# Farm Master Pasteurizer



## casedata (May 9, 2013)

Hello all, I'm new to Homesteading and had questions about the Farm Master Pasteurizer. I just obtained one, tested it with water, and seems to work fine. Does anyone have a manual or a copy of one? Also, for those who do pasteurize, will this pasteurizer be ok for home pasteurization? Has anyone had issues with it?

Thanks for any help or advice you can give me.


----------



## opalcab (May 16, 2011)

do a web search for it


----------



## farmerpat (Jan 1, 2008)

I have. Really old one. Worked great till it got a small short in it & I got a shock everytime I used it. I have a friend who's an electrician, & am gonna try to barter some homemade cinnamon rolls for hi taking a look at it. I really like it a lot.


----------



## casedata (May 9, 2013)

farmerpat said:


> I have. Really old one. Worked great till it got a small short in it & I got a shock everytime I used it. I have a friend who's an electrician, & am gonna try to barter some homemade cinnamon rolls for hi taking a look at it. I really like it a lot.

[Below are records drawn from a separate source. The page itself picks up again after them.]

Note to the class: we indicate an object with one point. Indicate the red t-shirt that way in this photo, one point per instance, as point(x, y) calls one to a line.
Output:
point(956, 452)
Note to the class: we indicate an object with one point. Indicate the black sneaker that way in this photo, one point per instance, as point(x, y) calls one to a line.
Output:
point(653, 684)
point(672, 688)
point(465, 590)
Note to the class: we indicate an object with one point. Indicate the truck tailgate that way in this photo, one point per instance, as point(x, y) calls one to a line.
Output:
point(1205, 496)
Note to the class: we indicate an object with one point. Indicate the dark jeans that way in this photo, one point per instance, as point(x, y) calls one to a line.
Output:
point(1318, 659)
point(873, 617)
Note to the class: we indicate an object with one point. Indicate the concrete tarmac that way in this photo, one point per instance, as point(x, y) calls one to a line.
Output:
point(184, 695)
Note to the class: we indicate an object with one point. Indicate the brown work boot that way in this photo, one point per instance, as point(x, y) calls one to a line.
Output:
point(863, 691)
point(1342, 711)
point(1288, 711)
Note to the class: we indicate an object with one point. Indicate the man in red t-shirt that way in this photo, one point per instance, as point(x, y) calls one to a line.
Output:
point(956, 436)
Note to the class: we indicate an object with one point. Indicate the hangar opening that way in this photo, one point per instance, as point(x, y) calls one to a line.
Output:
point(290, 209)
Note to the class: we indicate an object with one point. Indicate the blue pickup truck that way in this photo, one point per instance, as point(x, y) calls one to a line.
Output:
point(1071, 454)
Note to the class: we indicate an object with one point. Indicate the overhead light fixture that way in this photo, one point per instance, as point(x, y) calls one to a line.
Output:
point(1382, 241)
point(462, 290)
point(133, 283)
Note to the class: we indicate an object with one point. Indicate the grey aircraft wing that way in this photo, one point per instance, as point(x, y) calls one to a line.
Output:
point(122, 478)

I finally got some milk to use and the pasteurizer worked great. I can see that the electric cord is wearing thin where it inserts into the unit and the plug is really an antique. My hubby is going to replace the cord with a new one so I don't have any issues using the unit. That may de-value it but this is a working unit for me rather than a keepsake. I'd like some of those rolls as well.


----------